Margo Price @ Leaf, Liverpool, 21 Jan

Live Review by Jamie Bowman | 30 Jan 2017

If you were going to design a country singer by committee you could do a lot worse than use Margo Price as the model. Blonde and beautiful, with a hint of tragedy to accompany her sassiness, Price recalls the long line of female sirens who have helped to define the genre. It's the singer's back story that has really piqued the interest – tales of jail time, the loss of the family farm, divorce and the death of her child lend Price a gravitas that seems to transcend any accusations that she is merely rehashing the classic country tropes of her predecessors.

Mentioning her sad past would seem churlish were it not for the fact Price herself lists every misfortune in one of tonight's gig's stand-out tracks, Hands of Time, which is the kind of breathtakingly sad but defiant tune you'd expect to hear at the end of someone's career rather than the beginning.

"I made it through," she laughs nervously at the song's close to peals of applause from a crowd that stays in the palm of Price's hand throughout. A veteran of the Nashville music machine, despite being only 33, she knows how to put on a show; for every pin-drop moment of sadness, there's a raise-your-glass celebration of southern rock around the corner, with Price's backing band, the Price Tags happy to turn into Lynrd Skynryd at the drop of a Stetson. 

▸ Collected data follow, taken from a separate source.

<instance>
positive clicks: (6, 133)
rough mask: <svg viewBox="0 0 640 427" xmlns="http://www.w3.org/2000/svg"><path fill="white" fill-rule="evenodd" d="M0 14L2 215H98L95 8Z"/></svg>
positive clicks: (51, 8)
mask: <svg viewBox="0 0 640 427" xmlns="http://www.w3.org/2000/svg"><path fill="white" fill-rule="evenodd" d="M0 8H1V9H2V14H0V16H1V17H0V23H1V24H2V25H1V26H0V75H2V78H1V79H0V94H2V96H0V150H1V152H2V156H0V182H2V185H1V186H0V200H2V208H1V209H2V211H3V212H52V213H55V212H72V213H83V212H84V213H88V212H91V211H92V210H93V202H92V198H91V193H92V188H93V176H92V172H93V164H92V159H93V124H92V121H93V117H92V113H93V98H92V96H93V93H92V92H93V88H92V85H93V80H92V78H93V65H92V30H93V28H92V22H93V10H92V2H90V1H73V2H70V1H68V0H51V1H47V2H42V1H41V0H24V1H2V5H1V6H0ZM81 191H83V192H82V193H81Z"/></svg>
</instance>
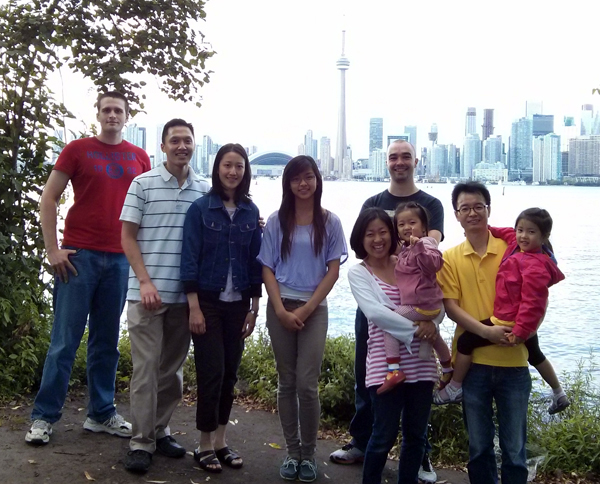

As well as her own songs, Price performs fine covers of Dolly Parton’s Jolene (to celebrate Ms Parton’s birthday) and Kris Kristofferson’s Me and Bobby McGee, with the latter’s 'Freedom's just another word for nothing left to lose' serving as a poignant mantra for Price’s life and career. Stomping across stage or swapping grins with her husband on guitar, it's clears she's enjoying life back in Liverpool, which took her to its heart on her two previous visits with former band Buffalo Clover. Judging by the reception she receives, the city's ready to be heartbroken all over again.